Is there a way to make this more efficient rather than just having it remove more multiples of previously found primes?

1
How is your code implementing the Sieve of Eratosthenes (as described in the wiki link) ?quantdev
It removes all multiples of 2 (evens), then all multiples of 3, followed by 5, then 7, then 11 (you see where this is going)Bijan
@Bijan where do you remove multiples of 11?FDinoff
I get what your code does, but it is not implementing the Sieve of Eratosthenesquantdev
For the Sieve to work you have to remove all primes up to sqrt(n).
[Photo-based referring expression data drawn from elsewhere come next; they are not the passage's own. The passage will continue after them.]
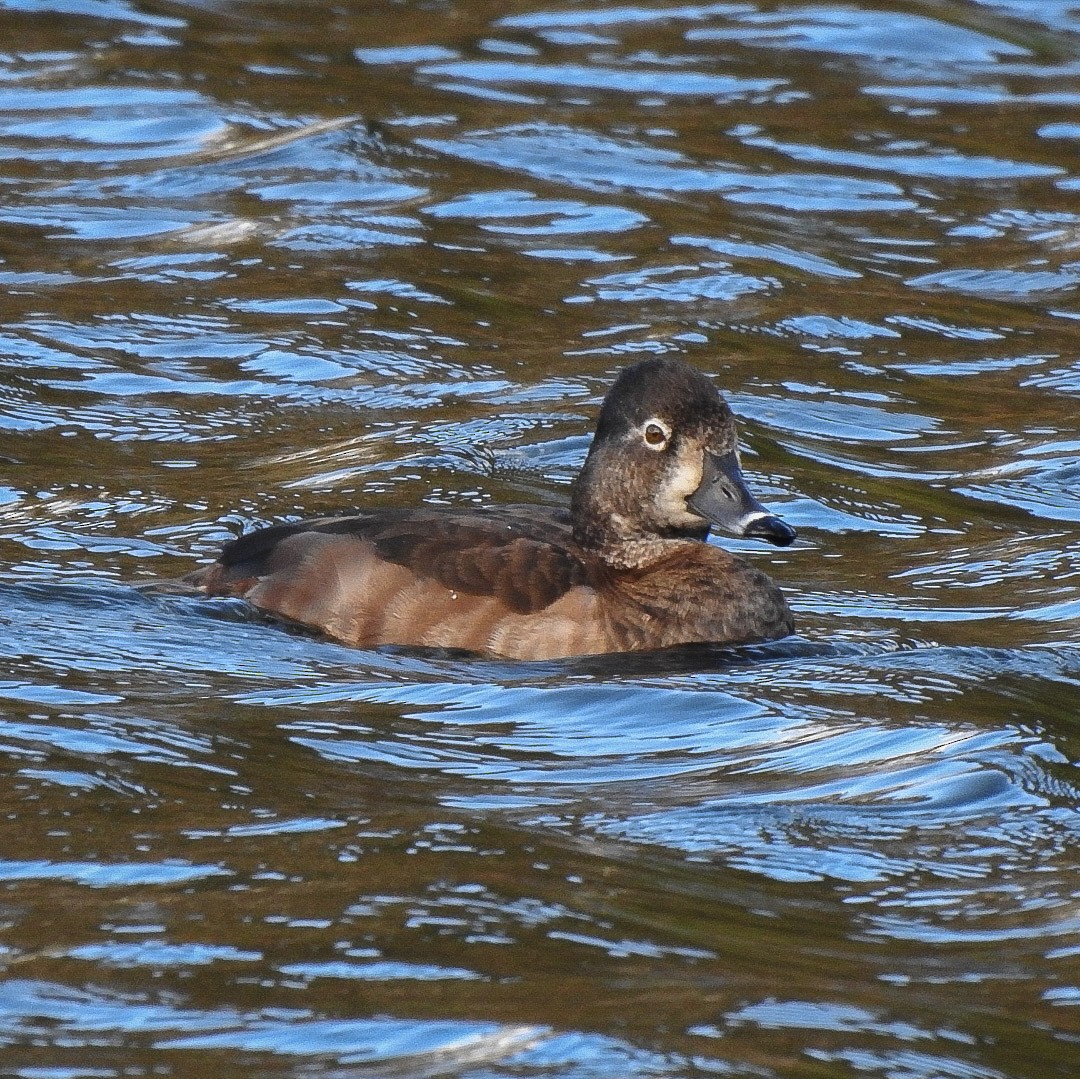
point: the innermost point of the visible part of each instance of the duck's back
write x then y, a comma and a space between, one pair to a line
509, 580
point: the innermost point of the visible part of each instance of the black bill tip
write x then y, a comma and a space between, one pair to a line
771, 528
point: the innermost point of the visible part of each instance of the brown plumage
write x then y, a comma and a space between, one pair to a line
624, 569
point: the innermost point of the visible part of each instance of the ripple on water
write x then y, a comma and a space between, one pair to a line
596, 162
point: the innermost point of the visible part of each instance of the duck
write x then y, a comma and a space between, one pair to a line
626, 566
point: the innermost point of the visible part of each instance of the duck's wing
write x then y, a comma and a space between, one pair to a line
389, 576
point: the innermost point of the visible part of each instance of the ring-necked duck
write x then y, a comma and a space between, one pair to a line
624, 568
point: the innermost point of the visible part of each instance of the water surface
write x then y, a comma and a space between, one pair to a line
264, 260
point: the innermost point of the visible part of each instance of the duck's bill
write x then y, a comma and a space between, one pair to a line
724, 500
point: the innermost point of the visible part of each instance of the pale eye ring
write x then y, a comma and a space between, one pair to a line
656, 435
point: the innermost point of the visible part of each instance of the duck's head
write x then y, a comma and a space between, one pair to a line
664, 463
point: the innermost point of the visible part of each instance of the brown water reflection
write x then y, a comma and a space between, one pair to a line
269, 259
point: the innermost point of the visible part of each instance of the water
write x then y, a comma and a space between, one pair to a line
267, 259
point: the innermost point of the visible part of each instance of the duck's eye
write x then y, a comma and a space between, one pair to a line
655, 434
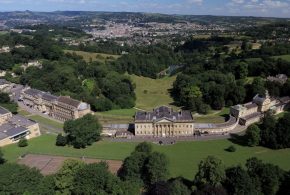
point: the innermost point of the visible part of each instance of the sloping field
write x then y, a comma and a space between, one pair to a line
153, 92
183, 157
102, 57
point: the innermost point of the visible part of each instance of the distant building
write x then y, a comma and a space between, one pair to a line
15, 127
5, 49
253, 111
2, 73
164, 122
61, 108
280, 78
35, 63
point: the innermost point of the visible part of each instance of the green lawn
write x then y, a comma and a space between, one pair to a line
102, 57
46, 121
151, 93
184, 157
284, 57
23, 112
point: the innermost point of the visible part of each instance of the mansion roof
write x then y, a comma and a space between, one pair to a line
163, 112
57, 99
3, 111
14, 126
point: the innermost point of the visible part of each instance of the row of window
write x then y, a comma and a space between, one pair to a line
160, 132
149, 126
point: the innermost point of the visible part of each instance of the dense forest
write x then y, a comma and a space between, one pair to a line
214, 74
66, 74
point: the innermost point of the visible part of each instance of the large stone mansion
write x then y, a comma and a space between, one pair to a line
165, 122
59, 107
15, 127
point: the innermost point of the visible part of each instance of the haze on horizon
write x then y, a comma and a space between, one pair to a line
265, 8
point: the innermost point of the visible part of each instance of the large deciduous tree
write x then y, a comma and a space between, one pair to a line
64, 179
239, 182
253, 135
18, 179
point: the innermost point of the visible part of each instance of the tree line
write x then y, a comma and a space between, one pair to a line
271, 133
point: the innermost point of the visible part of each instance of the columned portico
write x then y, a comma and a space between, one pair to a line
163, 130
164, 122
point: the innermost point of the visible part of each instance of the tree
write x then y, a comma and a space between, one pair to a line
23, 142
157, 168
60, 140
2, 160
82, 132
269, 176
268, 126
95, 179
18, 179
64, 178
211, 190
210, 171
253, 135
159, 188
177, 187
283, 131
285, 187
4, 98
239, 182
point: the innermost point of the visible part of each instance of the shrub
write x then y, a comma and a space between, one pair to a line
22, 142
60, 140
231, 148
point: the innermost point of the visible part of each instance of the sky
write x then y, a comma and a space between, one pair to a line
268, 8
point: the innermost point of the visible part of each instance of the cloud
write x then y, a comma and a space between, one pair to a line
198, 2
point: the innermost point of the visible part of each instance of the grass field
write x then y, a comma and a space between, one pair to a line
284, 57
46, 121
151, 93
184, 156
94, 56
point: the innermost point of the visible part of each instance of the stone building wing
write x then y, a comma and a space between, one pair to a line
49, 97
164, 112
33, 92
69, 101
3, 111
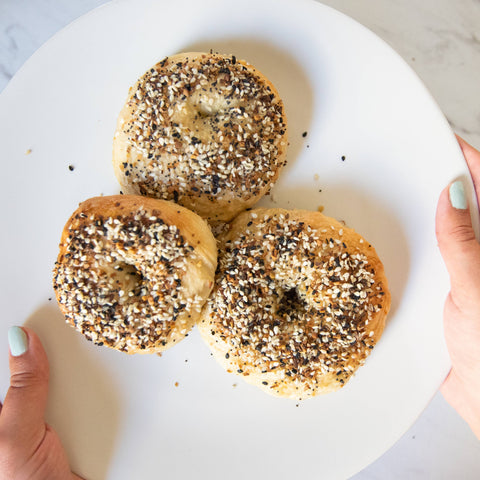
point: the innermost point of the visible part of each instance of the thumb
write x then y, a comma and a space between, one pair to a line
22, 415
456, 240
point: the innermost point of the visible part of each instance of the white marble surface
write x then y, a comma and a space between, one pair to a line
440, 39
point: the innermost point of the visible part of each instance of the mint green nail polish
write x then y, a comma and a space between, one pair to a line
17, 341
457, 195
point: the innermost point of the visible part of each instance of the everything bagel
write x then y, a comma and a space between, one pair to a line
133, 273
299, 302
207, 131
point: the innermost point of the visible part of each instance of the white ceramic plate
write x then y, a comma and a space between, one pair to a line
124, 417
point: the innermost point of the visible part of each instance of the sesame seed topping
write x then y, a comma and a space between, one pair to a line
201, 126
293, 302
120, 280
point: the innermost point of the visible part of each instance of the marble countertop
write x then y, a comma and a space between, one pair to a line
440, 39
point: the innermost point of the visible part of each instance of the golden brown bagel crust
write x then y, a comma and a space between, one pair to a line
133, 272
207, 131
299, 302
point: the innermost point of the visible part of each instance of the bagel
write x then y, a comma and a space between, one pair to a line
207, 131
299, 301
133, 273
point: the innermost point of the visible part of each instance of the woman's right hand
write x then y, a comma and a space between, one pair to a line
461, 253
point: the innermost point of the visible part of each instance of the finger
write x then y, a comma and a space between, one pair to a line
456, 239
24, 406
472, 156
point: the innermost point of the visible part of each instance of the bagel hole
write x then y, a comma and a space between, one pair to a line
292, 304
126, 277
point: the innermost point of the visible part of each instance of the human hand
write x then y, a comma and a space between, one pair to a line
29, 448
461, 253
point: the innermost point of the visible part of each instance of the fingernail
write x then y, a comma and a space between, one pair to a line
457, 195
17, 341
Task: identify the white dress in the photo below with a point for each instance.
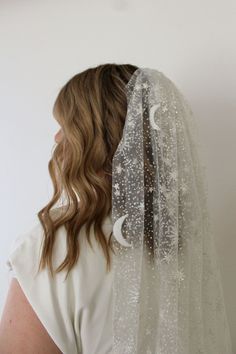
(76, 312)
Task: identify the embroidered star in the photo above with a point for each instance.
(164, 109)
(145, 85)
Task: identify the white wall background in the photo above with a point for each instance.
(44, 43)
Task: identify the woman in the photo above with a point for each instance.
(132, 236)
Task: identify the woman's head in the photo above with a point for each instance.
(91, 110)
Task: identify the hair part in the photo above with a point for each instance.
(91, 109)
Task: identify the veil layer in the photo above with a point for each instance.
(168, 297)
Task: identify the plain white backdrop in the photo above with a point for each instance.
(44, 43)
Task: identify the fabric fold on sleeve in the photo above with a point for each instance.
(50, 298)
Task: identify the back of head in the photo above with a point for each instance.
(91, 110)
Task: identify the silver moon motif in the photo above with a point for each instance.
(152, 112)
(118, 233)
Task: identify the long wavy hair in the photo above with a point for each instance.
(91, 110)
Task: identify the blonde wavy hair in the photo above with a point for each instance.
(91, 110)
For n==100 this is 10 but for n==500 this is 19.uesp

1 Answers

1
votes

Since you want to implement your version of finding the primes, then the following should work (we are using 500)

 int stopInt = static_cast<int>(sqrt(500));
 int j = 0;
 for (int i = 0; i < stopInt; ++i, ++j)
     v.erase(remove_if(v.begin(), v.end(), is_multiple_of(v[j])), v.end());

Here is an alternative that "marks" the items by just moving them to the end of the vector:

     vector<int>::iterator sMarked = v.end();
     int stopInt = static_cast<int>(sqrt(500));
     int j = 0;
     for (int i = 0; i < stopInt; ++i, ++j)
         sMarked = remove_if(v.begin(), sMarked, is_multiple_of(v[j]));
     v.erase(sMarked, v.end());

So we're constantly marking the elements by keeping track of the return value of remove_if. Then at the end, we do one single vector::erase to remove the multiples. This should be more efficient than calling the v_erase constantly in the loop.